As part of this year’s conference, Apple kickstarted the Swift Student Challenge; an open invite to student developers from across the world to flex their programming prowess in the name of coding. The competition encouraged students to create their own app using the tech giant’s programming platform, Swift Playground.
Among the challenge’s winners are four engineering Egyptian students: Hassan El Desouky, Omar Nader, Omar Alweheshy and Mohamed Salah. The four represent a thriving new generation of developers from the Middle East with their coding ingenuity and the urge to innovate.
Alweheshy has had a devoted love to coding since the age of nine, and has since dreamt of achieving the next big thing with his knowledge. “When Apple created the Swift Student Challenge I didn’t think twice before registering. But I never thought for a second that I would win. I just wanted to overcome my fear in participating and submitting the best I can,” he says Alweheshy. “Going to WWDC will always be a dream for me but I am so happy to be part of the winners this year, this is a big milestone and recognition for me as everything I know, I have learned on my own.“
WWDC - now in its 31st edition - has always been a beacon for students to feel immersed into the vast developer wonderland. Last year’s WWDC saw 350 student developers from across 37 countries.
“One of my dearest wishes was to one day attend WWDC in person. Being part of the winners this year feels like half of my wish came true,” says El Desouky. He dreams of passing on the mantle by being a mentor to the younger generation of developers one day. “It's easy for everyone to start with Swift but it is hard to reach an advanced level without proper support,” he adds. “This is why it is important for me to teach younger generations about programming so they don’t face the challenges I faced.”
Apple’s assembled a list to act as a holy grail for the challenge’s participants.
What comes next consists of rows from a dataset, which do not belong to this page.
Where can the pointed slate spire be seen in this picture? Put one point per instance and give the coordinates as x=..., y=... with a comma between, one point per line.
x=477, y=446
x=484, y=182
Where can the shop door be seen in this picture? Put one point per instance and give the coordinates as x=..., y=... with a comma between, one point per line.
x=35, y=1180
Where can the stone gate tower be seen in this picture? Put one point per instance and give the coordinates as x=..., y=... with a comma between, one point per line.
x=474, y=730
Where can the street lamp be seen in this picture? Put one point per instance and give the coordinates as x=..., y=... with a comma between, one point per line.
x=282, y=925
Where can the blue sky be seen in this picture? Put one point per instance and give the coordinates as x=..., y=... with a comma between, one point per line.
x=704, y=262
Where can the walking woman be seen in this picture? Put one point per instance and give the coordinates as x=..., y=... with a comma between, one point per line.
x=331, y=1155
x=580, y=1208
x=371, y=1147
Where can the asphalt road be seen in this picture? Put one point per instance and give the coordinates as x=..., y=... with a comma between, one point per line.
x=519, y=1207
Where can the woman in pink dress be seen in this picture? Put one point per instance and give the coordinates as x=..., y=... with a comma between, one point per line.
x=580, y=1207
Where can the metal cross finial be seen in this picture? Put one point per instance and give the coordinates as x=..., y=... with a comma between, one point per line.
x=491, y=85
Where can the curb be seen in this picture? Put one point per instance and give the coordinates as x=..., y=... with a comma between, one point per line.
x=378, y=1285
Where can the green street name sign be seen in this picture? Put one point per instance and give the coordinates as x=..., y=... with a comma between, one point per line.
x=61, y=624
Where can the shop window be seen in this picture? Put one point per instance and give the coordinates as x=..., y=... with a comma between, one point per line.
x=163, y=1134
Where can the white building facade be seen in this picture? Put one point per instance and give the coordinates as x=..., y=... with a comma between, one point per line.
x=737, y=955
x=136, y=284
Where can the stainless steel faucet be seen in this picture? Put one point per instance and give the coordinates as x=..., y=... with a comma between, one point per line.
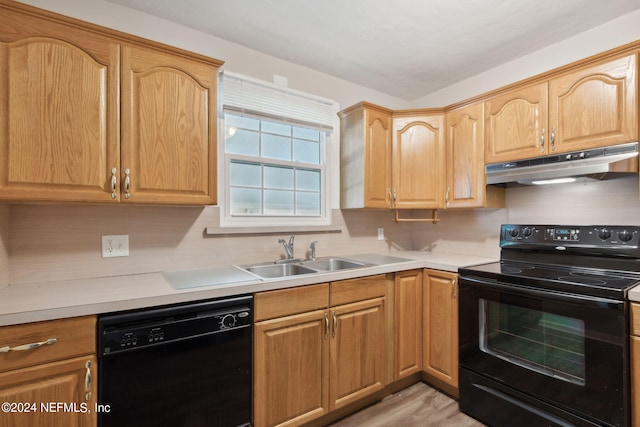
x=288, y=247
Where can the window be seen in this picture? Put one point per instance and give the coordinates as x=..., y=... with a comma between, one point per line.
x=275, y=169
x=275, y=145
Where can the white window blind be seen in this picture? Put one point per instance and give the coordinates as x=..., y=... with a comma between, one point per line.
x=247, y=95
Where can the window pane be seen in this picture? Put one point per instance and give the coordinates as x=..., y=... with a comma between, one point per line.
x=246, y=174
x=243, y=142
x=275, y=177
x=306, y=151
x=307, y=180
x=276, y=128
x=246, y=201
x=278, y=202
x=308, y=204
x=250, y=123
x=276, y=147
x=306, y=133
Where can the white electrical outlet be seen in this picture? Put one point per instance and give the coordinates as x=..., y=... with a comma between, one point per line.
x=113, y=246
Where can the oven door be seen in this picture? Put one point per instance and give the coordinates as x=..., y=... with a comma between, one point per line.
x=568, y=351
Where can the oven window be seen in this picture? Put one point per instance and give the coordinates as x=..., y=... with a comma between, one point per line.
x=544, y=342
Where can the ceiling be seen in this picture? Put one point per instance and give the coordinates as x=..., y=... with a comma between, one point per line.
x=404, y=48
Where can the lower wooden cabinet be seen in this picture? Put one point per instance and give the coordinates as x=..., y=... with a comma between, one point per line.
x=408, y=323
x=319, y=348
x=635, y=364
x=49, y=384
x=440, y=338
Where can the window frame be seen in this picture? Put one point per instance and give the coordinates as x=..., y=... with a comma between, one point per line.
x=227, y=219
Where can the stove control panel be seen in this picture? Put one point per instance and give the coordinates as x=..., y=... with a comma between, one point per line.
x=570, y=236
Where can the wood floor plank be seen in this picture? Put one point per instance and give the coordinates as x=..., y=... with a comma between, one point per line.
x=418, y=405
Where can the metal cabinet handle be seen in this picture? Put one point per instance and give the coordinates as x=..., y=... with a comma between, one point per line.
x=87, y=381
x=326, y=325
x=335, y=324
x=29, y=346
x=114, y=183
x=127, y=183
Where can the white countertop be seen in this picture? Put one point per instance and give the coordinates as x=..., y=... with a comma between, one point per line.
x=25, y=303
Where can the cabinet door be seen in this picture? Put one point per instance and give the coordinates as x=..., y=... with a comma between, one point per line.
x=59, y=131
x=291, y=369
x=377, y=180
x=516, y=124
x=418, y=162
x=635, y=380
x=465, y=157
x=440, y=353
x=408, y=323
x=358, y=359
x=594, y=107
x=168, y=128
x=70, y=382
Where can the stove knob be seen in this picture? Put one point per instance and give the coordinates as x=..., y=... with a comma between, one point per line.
x=604, y=234
x=625, y=236
x=228, y=321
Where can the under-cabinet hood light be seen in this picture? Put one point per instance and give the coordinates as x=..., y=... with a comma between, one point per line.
x=597, y=163
x=550, y=181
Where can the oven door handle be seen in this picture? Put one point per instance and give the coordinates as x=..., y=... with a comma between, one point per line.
x=491, y=284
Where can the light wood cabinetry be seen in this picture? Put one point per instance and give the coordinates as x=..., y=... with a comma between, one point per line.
x=408, y=323
x=592, y=106
x=418, y=160
x=59, y=131
x=440, y=339
x=63, y=372
x=312, y=357
x=391, y=159
x=466, y=183
x=635, y=363
x=365, y=153
x=98, y=116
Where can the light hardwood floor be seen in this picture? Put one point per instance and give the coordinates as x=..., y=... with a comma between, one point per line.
x=418, y=405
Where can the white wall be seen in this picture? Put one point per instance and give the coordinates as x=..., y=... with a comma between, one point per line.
x=618, y=32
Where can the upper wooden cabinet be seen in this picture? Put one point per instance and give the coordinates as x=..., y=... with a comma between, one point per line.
x=418, y=160
x=93, y=115
x=59, y=135
x=593, y=106
x=466, y=183
x=168, y=128
x=365, y=156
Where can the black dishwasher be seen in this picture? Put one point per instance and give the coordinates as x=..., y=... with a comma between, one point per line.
x=181, y=365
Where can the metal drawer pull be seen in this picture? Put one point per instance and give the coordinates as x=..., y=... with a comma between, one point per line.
x=335, y=325
x=33, y=345
x=87, y=381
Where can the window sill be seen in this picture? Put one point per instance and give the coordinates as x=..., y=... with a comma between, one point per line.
x=243, y=231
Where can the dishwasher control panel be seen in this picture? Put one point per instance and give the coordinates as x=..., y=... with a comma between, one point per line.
x=129, y=331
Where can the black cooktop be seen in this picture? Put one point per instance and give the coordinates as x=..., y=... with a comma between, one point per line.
x=598, y=261
x=583, y=281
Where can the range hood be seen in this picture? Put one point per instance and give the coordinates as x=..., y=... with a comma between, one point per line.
x=595, y=163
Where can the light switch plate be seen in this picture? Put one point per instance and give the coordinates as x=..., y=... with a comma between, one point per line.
x=115, y=245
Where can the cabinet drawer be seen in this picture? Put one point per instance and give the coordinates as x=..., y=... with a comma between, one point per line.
x=74, y=337
x=635, y=319
x=285, y=302
x=353, y=290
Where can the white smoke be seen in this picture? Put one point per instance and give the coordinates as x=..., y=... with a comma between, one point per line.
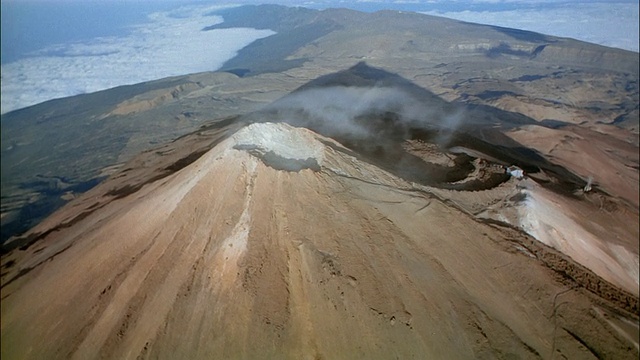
x=359, y=113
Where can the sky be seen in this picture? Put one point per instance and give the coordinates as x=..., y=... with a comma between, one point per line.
x=54, y=48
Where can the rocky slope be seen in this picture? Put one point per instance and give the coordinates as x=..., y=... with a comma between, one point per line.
x=56, y=150
x=275, y=242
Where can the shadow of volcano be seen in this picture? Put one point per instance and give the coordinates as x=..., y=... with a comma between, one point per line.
x=374, y=112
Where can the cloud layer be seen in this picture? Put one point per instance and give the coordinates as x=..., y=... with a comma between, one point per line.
x=170, y=43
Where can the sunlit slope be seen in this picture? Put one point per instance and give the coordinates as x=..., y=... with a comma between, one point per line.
x=280, y=243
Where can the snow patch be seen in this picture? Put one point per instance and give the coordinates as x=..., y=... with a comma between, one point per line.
x=281, y=146
x=545, y=220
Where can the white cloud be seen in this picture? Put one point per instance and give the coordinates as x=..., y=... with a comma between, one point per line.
x=170, y=43
x=609, y=24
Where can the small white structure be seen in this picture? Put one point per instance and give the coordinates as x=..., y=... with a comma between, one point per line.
x=515, y=171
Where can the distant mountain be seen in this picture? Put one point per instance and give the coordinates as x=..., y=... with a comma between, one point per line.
x=353, y=173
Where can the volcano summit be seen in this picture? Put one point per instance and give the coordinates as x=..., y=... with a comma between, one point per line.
x=354, y=214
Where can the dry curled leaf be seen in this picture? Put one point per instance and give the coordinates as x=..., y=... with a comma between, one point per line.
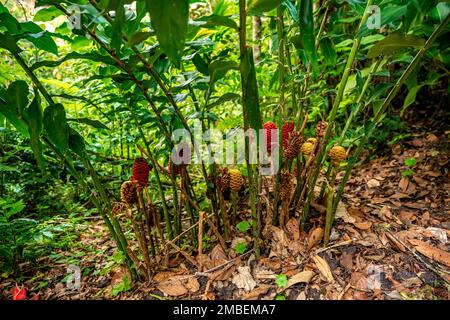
x=324, y=268
x=314, y=237
x=373, y=183
x=172, y=287
x=243, y=279
x=343, y=214
x=255, y=293
x=363, y=225
x=301, y=277
x=436, y=254
x=192, y=285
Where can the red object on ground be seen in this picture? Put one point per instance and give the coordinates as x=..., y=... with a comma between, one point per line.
x=268, y=127
x=288, y=127
x=140, y=172
x=19, y=293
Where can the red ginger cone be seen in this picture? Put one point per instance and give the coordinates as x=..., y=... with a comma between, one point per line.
x=268, y=127
x=288, y=128
x=177, y=167
x=140, y=172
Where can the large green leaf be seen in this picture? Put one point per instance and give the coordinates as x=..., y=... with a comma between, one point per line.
x=40, y=38
x=224, y=98
x=76, y=143
x=170, y=21
x=13, y=105
x=93, y=123
x=55, y=123
x=47, y=14
x=117, y=25
x=393, y=43
x=252, y=110
x=388, y=15
x=328, y=51
x=34, y=117
x=306, y=20
x=256, y=7
x=218, y=69
x=215, y=20
x=9, y=43
x=93, y=56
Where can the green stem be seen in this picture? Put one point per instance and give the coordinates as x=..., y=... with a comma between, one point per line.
x=253, y=179
x=332, y=116
x=384, y=106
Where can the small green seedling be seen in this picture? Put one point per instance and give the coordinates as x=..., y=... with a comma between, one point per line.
x=410, y=162
x=240, y=248
x=281, y=280
x=243, y=226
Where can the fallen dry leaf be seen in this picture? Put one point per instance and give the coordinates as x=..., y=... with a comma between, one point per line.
x=373, y=183
x=363, y=225
x=192, y=285
x=431, y=252
x=324, y=268
x=314, y=237
x=403, y=184
x=342, y=213
x=255, y=293
x=301, y=277
x=243, y=279
x=293, y=227
x=172, y=287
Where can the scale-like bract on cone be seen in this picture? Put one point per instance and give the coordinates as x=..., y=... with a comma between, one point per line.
x=140, y=172
x=268, y=128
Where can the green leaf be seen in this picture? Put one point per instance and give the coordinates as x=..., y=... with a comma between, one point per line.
x=224, y=98
x=122, y=286
x=328, y=51
x=281, y=280
x=218, y=69
x=407, y=172
x=240, y=248
x=216, y=20
x=252, y=112
x=34, y=117
x=388, y=14
x=243, y=226
x=47, y=14
x=410, y=162
x=200, y=64
x=139, y=37
x=55, y=123
x=393, y=43
x=93, y=123
x=256, y=7
x=307, y=33
x=40, y=38
x=9, y=43
x=117, y=25
x=76, y=143
x=170, y=21
x=93, y=56
x=14, y=104
x=10, y=23
x=411, y=97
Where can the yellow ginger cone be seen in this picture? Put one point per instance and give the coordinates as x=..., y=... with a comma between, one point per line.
x=337, y=155
x=128, y=192
x=307, y=148
x=236, y=179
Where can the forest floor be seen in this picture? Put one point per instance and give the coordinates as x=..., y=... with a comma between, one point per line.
x=390, y=241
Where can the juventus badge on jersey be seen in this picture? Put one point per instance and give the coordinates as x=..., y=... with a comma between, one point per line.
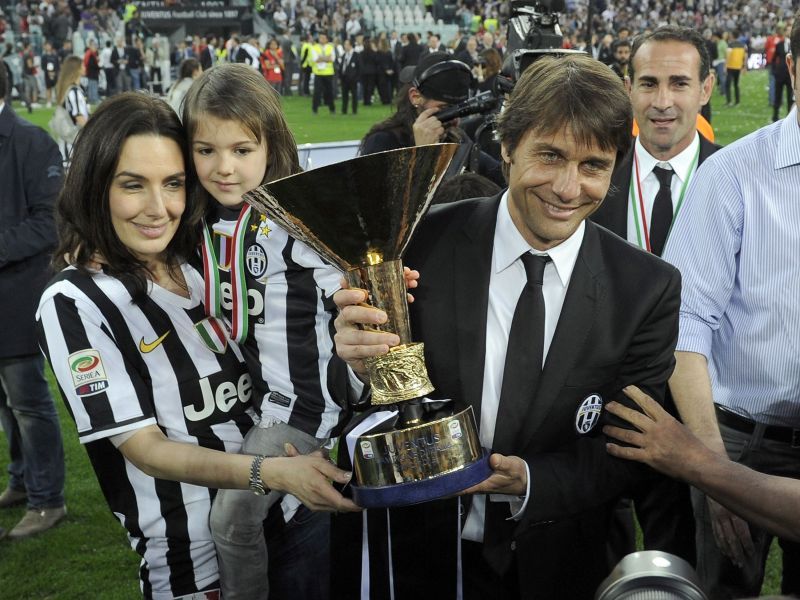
x=588, y=414
x=256, y=261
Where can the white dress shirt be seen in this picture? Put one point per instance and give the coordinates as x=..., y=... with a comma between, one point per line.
x=506, y=283
x=681, y=166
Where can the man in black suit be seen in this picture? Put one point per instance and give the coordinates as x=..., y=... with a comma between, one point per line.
x=670, y=80
x=30, y=169
x=601, y=315
x=783, y=80
x=349, y=74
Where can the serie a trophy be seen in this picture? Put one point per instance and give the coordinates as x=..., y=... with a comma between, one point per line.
x=360, y=215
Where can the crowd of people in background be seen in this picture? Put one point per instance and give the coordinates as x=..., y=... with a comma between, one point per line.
x=120, y=52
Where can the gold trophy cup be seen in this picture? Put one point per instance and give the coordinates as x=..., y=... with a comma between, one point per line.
x=360, y=215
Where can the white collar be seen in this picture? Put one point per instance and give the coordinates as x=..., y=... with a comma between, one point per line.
x=509, y=245
x=680, y=163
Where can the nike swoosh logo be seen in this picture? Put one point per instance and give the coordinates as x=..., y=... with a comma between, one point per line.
x=146, y=347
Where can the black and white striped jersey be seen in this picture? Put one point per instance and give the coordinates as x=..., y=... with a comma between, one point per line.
x=122, y=366
x=289, y=350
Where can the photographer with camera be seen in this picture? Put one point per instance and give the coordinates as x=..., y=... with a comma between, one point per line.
x=431, y=86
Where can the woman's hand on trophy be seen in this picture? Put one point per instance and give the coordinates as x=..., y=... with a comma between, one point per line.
x=510, y=477
x=412, y=280
x=352, y=343
x=308, y=477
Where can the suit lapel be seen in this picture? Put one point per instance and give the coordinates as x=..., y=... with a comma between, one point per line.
x=706, y=150
x=472, y=270
x=578, y=317
x=613, y=213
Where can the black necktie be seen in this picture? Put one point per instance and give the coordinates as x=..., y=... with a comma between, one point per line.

Topping the list is “be passionate”. The challenge’s main mantra was to invite developers to really invest in their own passions, and seek to create something they’re entirely interested in.
"I have always been fascinated by how games respond to specific hand gestures on the screen, it’s where my passion for coding all started. I am forever grateful to my uncle for teaching me the basics of code back in 2009,” says Nader, a software engineering student. “I am delighted to be part of the winners and empowered more than ever to achieve more and pursue my career in Software Engineering."
Among the winners are also student developers from Kuwait and Lebanon. During this year’s virtual WWDC, all 350 winners spanning 41 countries will be recognised for their creative efforts - while also receiving a snazzy WWDC jacket and pin set to show off their win. WWDC20 will take place on Monday, June 22nd at 1 PM ET/7 PM Cairo time.
For all you aspiring developers, be it students or professionals, below are tips courtesy of Apple from veteran app developers:
Tip 1: Be Passionate and be willing to fail.
Make sure you’re doing something you’re truly interested and invested in, and mostly, good at. More importantly, keep in mind that you might fail on the first go, but you need to learn from every mistake to create a successful app.
Tip 2: Understand the platform you are developing your application on.
If you understand the capabilities of iOS for example, you are better equipped to take right decisions. For example, the beauty of developing for iOS platform is the uniformity of it. Once you get it right on either iPhone or iPad, you’re set. You should utilize the different features offered on the iOS system so you can understand user behavior.
Tip 3: Be organized. Celebrate the small wins
Take it one step at a time, make your lists, and break down the tasks you need to do for a project. The more focus you have on short term goals, the more progress you will see taking place.
Tip 4: Keep it simple.
Design for a great user experience, code for continuous development, and start off by building a minimal viable product first. Stick to the minimum requirements for your first release so you can get the initial round of feedback and testing. Once you have that ready, take the most non-technical friend or family member you have and watch them work the app. Is it intuitive? What is the user experience like?
Tip 5: Stay up to date with the learning tools.
You never stop learning. If you are new to the iOS platform, start using the latest programming language and learn to write code that works and is tested on all supported devices. Once you’ve done that, design a layout that is adaptive and fluid.
Tip 6: Test, test, test.
Apply a solid testing methodology whether it’s automated, using focus groups, or otherwise. The standard goal is: does your app meet the requirements when used by your friends and the outside community?
Tip 7: Focus on one segment.
The biggest design mistake app developers make is trying to fit too many features at the same time. Your app should have a focused purpose.